Not the TikTok sensation of the week. Not the Spotify algorithm’s golden child. Chace, a soft-voiced singer-producer from Shanghai who somehow makes electronic music feel like a handwritten note. A message folded twice, slipped into your locker, and scented with someone else’s bravery.
Which is to say: he’s emerging. Technically, sure, you could argue he’s already made it. He’s signed to BMG. He’s opened for Anderson .Paak. He’s played festivals where the bass lines hit harder than the jet lag. But in the emotional sense? In the cultural sense? He’s still in that delicious middle place. The part where you find an artist who isn’t yet trying to sell you anything except sincerity. He’s still a secret. The kind you want to tell only the people you trust.
Anti-People Pleaser, his most recent EP, is not just a title. It’s a quiet manifesto. In an industry that demands its artists be either saviors or spectacles, Chace chooses softness. The EP drifts in on a sigh and lingers like a confession. Each track feels like it was meant for late-night drives and early-morning showers. Music made not for the club, but for the moment you leave it.
But there is rhythm. Don’t get it twisted. This isn’t sad boy R&B in the usual sense. Chace knows his way around a groove. Tunnel Vision bounces with the kinetic energy of a heart that just realized it still works. It’s funky without trying to be retro, modern without being sterile. There’s a bit of Pharrell in his cadence. A bit of Toro y Moi in his textures. And a whole lot of something entirely his own.

In a landscape of artists who seem to yell louder to be heard, Chace whispers and somehow it cuts deeper. His music doesn’t beg for virality. It simply exists, waiting patiently for the listener who needs it most. And when that moment comes, it doesn’t feel like discovery. It feels like reunion. That’s the thing about Chace. He doesn’t make music for everyone. He makes music for anyone who’s ever felt like they’re too much and not enough at the same time. For anyone who was told they were too sensitive, too soft, too complicated. For those of us who process heartbreak like a spreadsheet and joy like a prayer.
I could list the stats. Tell you about his stint as a teen DJ prodigy. Mention the praise from Apple Music, COLORS, and SXSW. But that feels like bringing math to a poem. Chace is an atmosphere, a feeling you walk into like a room you forgot you loved. And what a room it is. Sonically, his work feels curated but not cold. Lyrics like, “Do not go gentle into goodbyes” make you sit up straighter, make you check your phone even though you know no one’s texted. There’s a precision in his vulnerability, the kind that doesn’t scream pain but outlines it gently, like a pencil sketch of a bruise.
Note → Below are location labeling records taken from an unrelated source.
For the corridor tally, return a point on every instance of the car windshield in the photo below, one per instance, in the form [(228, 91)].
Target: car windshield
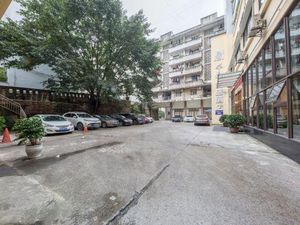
[(52, 118), (105, 117), (84, 115), (202, 116)]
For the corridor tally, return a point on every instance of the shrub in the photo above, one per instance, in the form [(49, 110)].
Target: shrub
[(29, 130), (2, 123), (3, 77), (223, 118), (235, 121)]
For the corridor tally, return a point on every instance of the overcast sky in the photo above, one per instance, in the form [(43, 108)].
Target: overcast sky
[(174, 15), (165, 15)]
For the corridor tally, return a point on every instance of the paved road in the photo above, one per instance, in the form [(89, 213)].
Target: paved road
[(156, 174)]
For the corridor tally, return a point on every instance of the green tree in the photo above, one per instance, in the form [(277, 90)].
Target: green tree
[(91, 45)]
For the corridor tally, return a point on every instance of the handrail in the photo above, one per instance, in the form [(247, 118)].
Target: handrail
[(12, 106)]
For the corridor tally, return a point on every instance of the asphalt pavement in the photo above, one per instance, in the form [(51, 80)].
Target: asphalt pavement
[(157, 174)]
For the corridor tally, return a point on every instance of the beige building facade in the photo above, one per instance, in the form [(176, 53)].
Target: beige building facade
[(185, 87), (221, 46), (266, 53)]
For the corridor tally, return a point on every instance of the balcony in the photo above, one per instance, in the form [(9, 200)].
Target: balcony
[(157, 89), (193, 69), (185, 45), (186, 58), (189, 70), (188, 84)]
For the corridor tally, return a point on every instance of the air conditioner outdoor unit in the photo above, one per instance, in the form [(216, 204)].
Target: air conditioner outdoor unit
[(259, 25), (242, 57)]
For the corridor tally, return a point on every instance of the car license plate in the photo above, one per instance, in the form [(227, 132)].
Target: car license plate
[(63, 129)]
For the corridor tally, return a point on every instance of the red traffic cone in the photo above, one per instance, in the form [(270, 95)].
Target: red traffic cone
[(85, 130), (6, 136)]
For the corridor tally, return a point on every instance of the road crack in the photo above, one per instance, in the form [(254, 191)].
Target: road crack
[(134, 200)]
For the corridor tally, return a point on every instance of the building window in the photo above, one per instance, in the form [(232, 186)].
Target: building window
[(194, 92), (193, 112), (207, 91), (248, 84), (268, 64), (261, 2), (296, 107), (176, 80), (3, 76), (254, 78), (261, 117), (281, 109), (260, 64), (270, 114), (280, 50), (178, 93), (194, 78), (247, 29), (294, 25)]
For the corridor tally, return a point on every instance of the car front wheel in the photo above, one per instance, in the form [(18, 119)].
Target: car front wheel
[(80, 126)]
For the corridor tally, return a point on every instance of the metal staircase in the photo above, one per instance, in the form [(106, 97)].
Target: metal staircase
[(12, 106)]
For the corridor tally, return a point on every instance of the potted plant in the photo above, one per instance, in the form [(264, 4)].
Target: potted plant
[(223, 120), (30, 131), (235, 122), (2, 124)]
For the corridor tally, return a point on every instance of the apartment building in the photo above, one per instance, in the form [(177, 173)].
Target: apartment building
[(266, 49), (15, 77), (3, 6), (185, 87)]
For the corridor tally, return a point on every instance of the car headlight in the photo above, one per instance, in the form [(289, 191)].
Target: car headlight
[(48, 125)]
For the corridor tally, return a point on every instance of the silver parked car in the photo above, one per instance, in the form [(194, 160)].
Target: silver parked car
[(55, 124), (82, 119)]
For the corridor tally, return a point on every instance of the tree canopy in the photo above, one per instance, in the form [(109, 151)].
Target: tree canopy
[(91, 45)]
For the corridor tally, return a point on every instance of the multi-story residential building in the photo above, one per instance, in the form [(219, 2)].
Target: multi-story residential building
[(266, 49), (3, 6), (185, 87), (16, 77)]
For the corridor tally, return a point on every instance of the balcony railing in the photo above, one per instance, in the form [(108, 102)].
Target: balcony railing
[(188, 70), (186, 58), (185, 45), (189, 84)]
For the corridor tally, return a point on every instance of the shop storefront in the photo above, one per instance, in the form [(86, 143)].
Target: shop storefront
[(271, 85)]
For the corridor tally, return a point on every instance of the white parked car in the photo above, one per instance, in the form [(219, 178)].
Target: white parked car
[(82, 119), (55, 124), (151, 120), (188, 119)]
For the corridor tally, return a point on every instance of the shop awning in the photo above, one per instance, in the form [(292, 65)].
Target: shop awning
[(273, 95), (227, 80)]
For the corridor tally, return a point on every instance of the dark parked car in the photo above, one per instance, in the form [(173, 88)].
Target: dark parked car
[(135, 119), (107, 121), (177, 118), (144, 118), (201, 120), (123, 121)]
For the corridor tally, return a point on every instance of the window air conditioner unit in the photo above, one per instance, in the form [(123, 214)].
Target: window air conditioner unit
[(259, 25), (242, 57)]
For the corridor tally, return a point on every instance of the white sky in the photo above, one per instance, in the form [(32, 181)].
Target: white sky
[(164, 15), (174, 15)]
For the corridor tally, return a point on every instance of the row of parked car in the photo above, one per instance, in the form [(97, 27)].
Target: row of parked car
[(198, 120), (54, 124)]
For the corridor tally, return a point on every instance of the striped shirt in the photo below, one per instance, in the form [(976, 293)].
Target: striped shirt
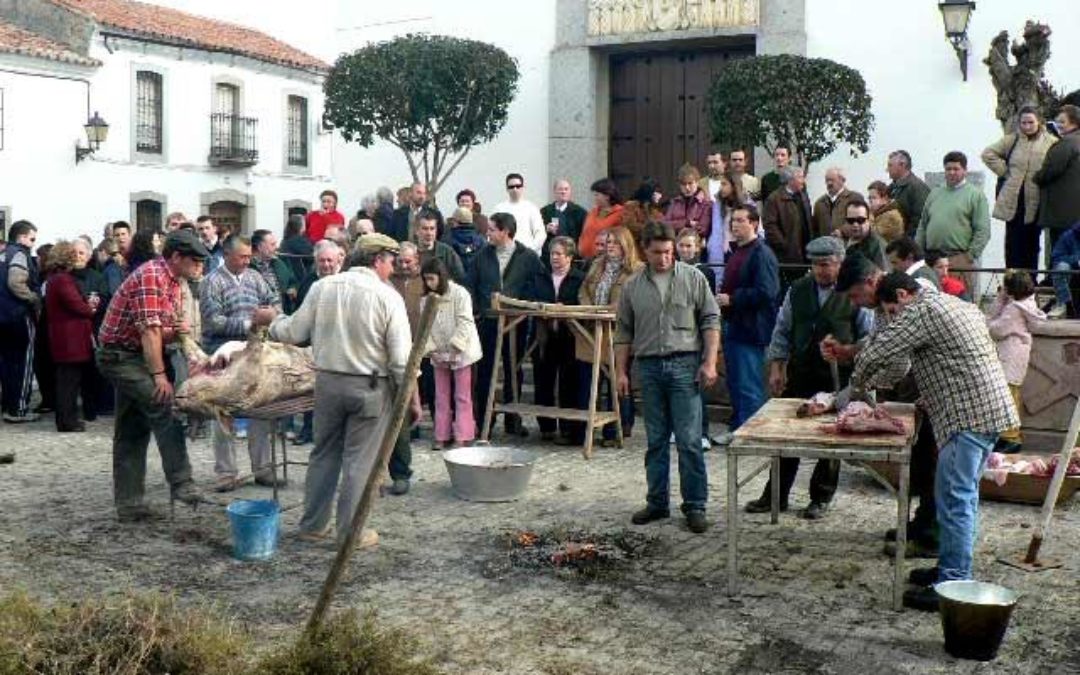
[(227, 302), (954, 361)]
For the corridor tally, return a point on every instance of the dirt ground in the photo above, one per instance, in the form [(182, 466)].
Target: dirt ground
[(815, 597)]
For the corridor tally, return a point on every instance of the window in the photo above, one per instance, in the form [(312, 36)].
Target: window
[(297, 130), (148, 112)]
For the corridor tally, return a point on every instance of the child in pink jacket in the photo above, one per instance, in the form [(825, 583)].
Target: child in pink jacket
[(1012, 315)]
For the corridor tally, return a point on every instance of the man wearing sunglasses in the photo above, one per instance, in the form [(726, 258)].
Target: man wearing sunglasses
[(530, 228), (860, 238)]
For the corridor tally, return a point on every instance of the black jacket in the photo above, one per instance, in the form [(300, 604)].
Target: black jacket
[(1060, 184), (525, 278)]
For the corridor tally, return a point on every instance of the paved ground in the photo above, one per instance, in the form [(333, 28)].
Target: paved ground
[(815, 596)]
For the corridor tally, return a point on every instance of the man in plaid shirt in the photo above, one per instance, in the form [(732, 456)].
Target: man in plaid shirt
[(144, 315), (967, 396)]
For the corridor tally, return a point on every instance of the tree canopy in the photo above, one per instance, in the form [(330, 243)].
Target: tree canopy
[(432, 96), (811, 104)]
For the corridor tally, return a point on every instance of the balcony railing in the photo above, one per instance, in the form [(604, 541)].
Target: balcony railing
[(232, 139)]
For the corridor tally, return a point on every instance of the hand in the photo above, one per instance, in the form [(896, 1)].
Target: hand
[(778, 378), (162, 389), (706, 375), (264, 315)]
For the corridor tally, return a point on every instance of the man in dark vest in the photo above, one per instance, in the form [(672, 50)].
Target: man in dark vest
[(812, 310)]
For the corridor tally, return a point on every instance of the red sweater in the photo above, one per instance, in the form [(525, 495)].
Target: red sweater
[(318, 220)]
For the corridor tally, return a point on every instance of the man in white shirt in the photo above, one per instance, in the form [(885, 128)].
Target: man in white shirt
[(530, 229), (360, 338)]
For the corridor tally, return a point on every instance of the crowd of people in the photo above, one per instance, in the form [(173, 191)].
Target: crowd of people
[(713, 278)]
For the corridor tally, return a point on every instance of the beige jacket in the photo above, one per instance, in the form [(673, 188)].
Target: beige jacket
[(454, 326), (1025, 160)]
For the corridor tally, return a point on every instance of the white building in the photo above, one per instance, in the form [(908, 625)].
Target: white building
[(204, 118)]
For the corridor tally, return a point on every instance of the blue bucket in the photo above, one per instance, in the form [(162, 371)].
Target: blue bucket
[(255, 528)]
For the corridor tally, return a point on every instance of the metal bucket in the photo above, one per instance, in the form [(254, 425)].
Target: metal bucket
[(974, 617), (489, 473)]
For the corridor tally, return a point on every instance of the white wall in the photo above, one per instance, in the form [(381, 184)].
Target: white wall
[(920, 102)]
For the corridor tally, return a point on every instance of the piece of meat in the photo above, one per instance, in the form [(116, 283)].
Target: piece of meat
[(859, 417), (819, 404), (260, 374)]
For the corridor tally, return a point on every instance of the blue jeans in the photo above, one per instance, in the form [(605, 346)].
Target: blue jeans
[(960, 463), (1062, 291), (672, 404), (745, 364)]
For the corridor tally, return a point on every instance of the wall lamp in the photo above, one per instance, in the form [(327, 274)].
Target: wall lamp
[(957, 14), (97, 131)]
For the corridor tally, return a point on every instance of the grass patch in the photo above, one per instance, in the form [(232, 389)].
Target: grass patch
[(150, 635)]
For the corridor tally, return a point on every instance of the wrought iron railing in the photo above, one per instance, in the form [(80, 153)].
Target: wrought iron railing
[(233, 139)]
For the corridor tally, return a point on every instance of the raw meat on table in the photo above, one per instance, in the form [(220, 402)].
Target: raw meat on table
[(859, 417), (819, 404)]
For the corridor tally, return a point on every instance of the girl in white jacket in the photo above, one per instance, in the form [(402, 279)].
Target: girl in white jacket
[(453, 348)]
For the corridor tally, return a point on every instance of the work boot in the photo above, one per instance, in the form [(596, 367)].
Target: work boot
[(764, 504), (649, 514)]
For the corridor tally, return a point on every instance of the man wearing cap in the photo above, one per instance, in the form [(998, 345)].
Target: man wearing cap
[(811, 311), (144, 315), (360, 338), (859, 279)]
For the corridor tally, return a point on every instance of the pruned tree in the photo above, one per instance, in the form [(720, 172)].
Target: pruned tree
[(811, 104), (434, 97), (1022, 83)]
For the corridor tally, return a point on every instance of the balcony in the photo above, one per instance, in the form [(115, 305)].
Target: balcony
[(232, 140)]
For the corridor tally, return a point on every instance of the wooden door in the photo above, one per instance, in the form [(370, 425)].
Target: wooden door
[(659, 116)]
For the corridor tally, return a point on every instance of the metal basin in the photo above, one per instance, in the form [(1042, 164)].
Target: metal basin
[(489, 473), (974, 617)]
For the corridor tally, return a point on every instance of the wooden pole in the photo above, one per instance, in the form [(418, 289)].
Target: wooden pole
[(1055, 487), (399, 410)]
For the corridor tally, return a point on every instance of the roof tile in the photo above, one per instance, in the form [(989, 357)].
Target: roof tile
[(179, 27)]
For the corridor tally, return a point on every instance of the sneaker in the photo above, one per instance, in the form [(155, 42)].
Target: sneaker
[(815, 511), (923, 598), (21, 419), (723, 439), (922, 576), (187, 493), (764, 504), (696, 522), (649, 514)]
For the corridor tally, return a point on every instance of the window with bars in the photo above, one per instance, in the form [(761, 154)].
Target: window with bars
[(297, 131), (148, 112)]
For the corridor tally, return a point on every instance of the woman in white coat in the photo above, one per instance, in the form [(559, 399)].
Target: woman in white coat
[(453, 348)]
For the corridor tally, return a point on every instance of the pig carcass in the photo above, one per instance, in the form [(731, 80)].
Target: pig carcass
[(258, 374), (859, 417)]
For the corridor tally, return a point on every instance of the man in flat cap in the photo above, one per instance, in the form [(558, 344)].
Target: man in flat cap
[(360, 337), (143, 318), (811, 311)]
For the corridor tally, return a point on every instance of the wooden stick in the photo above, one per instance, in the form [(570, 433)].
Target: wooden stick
[(1055, 486), (402, 397)]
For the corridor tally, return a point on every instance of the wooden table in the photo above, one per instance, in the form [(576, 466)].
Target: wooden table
[(777, 432)]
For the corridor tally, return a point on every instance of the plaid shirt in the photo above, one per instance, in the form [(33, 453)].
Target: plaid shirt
[(150, 296), (954, 361)]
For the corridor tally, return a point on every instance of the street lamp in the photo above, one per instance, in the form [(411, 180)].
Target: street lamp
[(956, 15), (97, 131)]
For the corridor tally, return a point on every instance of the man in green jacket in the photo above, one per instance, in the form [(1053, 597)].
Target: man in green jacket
[(273, 269), (956, 219)]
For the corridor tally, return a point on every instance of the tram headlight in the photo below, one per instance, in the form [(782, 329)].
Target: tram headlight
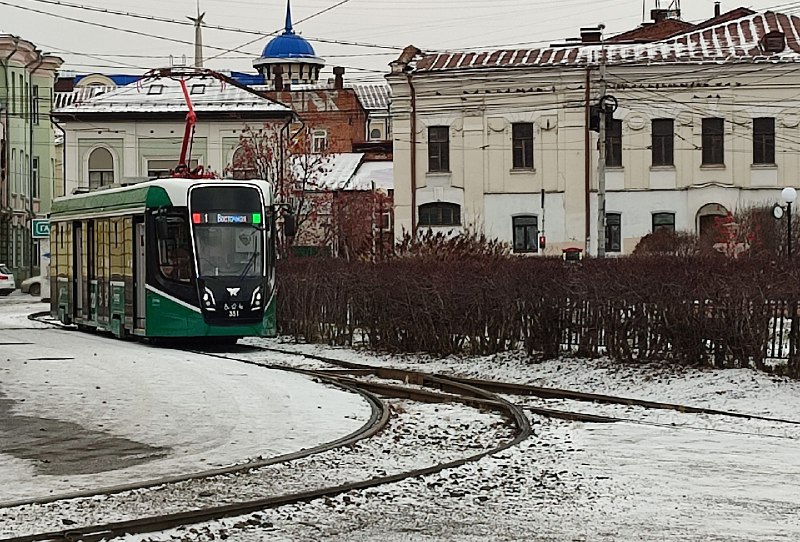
[(208, 299), (255, 299)]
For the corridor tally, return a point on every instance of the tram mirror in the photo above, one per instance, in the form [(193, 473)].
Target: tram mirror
[(289, 225), (161, 227)]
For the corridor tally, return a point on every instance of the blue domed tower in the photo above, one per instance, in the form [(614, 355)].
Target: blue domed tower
[(291, 56)]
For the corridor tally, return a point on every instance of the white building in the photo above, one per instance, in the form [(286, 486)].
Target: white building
[(707, 123), (136, 131)]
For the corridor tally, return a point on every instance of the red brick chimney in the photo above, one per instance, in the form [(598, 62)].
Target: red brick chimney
[(338, 82)]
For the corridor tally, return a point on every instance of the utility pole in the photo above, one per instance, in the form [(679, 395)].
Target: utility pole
[(198, 37), (601, 163)]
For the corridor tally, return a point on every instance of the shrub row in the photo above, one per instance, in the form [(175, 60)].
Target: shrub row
[(701, 310)]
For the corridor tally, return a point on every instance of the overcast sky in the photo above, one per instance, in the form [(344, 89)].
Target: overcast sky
[(378, 28)]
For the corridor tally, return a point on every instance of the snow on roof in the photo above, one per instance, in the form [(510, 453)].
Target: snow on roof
[(333, 171), (371, 96), (732, 41), (78, 94), (381, 173), (164, 95)]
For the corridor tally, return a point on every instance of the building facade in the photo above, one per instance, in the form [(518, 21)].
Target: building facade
[(501, 141), (136, 131), (27, 160)]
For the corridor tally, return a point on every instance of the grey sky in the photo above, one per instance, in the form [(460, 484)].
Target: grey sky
[(428, 24)]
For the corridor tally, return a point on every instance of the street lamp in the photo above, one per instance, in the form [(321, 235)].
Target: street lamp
[(788, 195)]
He is a global artist. Not in the way publicists mean when they say it to sound inclusive. But truly. Chace embodies the duality of being both rooted and borderless. His sound pulls from Western R&B, French house, Korean synth pop, and something distinctly Shanghainese. He doesn’t just translate genres, he reinterprets them. Which makes sense. Because being “emerging” doesn’t just mean new. It means becoming. Chace is becoming something. Not chasing the charts or the clout or the co-signs. But chasing clarity. Chasing connection.
And isn’t that what we all want? To feel like our insides make sense in someone else’s song? To press play and feel seen? Chace offers that without demanding anything in return. No viral dance challenge. No merch drop. Just a boy, a beat, and a voice that feels like it was written in lowercase. So yes. Chace is emerging. But more importantly: he is necessary. For the quiet kids. The in-between kids. The ones who haven’t figured it all out and are okay with saying so out loud.
He is not the answer to a trend. He is the question we forgot to ask: what happens when you make music just to feel more human? I don’t know how long he’ll stay in this space. Maybe next year, he’ll be opening for The Weeknd or topping Billboard. But for now, for this moment, he belongs to us. The ones who still believe in the slow burn. The ones who need songs that feel like skin.
Look, I’m just trying to put y’all onto some music that don’t lie to you.